The study, published in Cyborg and Bionic Systems, detailed how the device exploits the interaction of sound waves and microstructures to generate vortices that trap microbead–sEV aggregates while smaller nanoparticles flow freely. When activated (90 Vpp, 4 kHz), 5-µm beads rapidly concentrate at microstructure tips within 120s, while 400-nm nanoparticles remain dispersed when validated via real-time fluorescence imaging. In clinical validation, EGFR-positive sEVs from HeLa cells produced a fluorescence intensity ratio six times higher than negative controls, with detection completed in just 20 minutes.

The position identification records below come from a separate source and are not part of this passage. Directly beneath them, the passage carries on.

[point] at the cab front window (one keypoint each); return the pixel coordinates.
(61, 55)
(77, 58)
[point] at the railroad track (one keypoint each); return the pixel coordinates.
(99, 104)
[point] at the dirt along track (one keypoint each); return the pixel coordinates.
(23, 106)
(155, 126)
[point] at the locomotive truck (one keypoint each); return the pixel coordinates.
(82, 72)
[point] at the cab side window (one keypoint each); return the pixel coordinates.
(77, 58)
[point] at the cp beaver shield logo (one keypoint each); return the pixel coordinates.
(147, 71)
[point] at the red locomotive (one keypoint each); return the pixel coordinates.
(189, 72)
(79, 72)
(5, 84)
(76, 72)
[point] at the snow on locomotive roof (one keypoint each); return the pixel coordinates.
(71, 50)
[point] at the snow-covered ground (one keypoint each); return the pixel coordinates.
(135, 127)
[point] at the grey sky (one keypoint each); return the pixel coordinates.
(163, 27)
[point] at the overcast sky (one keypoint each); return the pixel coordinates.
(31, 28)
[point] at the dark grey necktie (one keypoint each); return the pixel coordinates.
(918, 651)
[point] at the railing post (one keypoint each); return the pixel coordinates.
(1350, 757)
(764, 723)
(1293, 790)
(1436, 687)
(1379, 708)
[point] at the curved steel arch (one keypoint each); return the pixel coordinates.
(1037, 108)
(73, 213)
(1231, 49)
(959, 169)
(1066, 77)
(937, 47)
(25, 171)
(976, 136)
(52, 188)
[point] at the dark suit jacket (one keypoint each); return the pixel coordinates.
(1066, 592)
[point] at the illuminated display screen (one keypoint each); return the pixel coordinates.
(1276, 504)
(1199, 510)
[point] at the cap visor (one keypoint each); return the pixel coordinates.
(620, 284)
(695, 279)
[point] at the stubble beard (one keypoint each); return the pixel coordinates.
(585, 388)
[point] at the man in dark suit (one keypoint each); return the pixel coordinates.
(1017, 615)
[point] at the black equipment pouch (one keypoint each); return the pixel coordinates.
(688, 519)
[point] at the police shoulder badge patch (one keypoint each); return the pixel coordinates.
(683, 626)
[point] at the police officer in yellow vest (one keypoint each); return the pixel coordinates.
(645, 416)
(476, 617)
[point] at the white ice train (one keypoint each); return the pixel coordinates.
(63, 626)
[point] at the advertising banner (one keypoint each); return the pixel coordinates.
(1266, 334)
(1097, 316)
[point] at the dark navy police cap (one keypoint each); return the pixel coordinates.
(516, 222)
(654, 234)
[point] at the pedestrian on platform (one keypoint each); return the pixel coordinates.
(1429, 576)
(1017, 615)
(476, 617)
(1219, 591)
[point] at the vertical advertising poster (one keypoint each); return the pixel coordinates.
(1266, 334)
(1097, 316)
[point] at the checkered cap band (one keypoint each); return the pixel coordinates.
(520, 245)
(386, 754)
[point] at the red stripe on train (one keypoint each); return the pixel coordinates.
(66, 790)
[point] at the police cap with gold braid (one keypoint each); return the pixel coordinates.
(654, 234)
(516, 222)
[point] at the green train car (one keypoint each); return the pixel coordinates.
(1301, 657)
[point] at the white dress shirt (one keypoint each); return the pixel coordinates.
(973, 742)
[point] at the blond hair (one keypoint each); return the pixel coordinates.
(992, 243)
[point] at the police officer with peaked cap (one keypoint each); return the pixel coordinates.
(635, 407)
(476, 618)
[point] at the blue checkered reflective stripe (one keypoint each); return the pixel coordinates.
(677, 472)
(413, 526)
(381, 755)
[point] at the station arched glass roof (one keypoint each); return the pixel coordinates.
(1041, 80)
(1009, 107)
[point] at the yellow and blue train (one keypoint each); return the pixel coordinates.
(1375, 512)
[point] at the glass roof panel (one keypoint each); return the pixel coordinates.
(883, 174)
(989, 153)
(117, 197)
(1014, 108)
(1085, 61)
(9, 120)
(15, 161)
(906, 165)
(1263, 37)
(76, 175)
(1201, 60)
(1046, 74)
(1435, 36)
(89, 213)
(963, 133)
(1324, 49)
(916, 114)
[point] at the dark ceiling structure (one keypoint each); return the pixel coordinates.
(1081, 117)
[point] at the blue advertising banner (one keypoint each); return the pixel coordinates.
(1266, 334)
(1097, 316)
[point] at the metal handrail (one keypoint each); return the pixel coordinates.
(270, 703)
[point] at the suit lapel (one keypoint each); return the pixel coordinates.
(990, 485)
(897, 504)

The modular design allows researchers to switch biomarkers by changing bead surface antibodies, enabling adaptable detection of diverse sEV populations. Compared to Western blotting (five or more hours), the device reduces analysis time to under 30 minutes while maintaining high specificity. Future work aims to improve signal uniformity across microstructures and develop parallel channels for multi-marker detection, broadening its use in point-of-care diagnostics and liquid biopsy applications.

"The acoustofluidic chip leverages localized acoustic streaming to spatially separate microbead-sEV conjugates from unbound nanoparticles, achieving 6-fold signal enhancement for EGFR-positive sEVs in just 20 minutes," said study author Tony Jun Huang.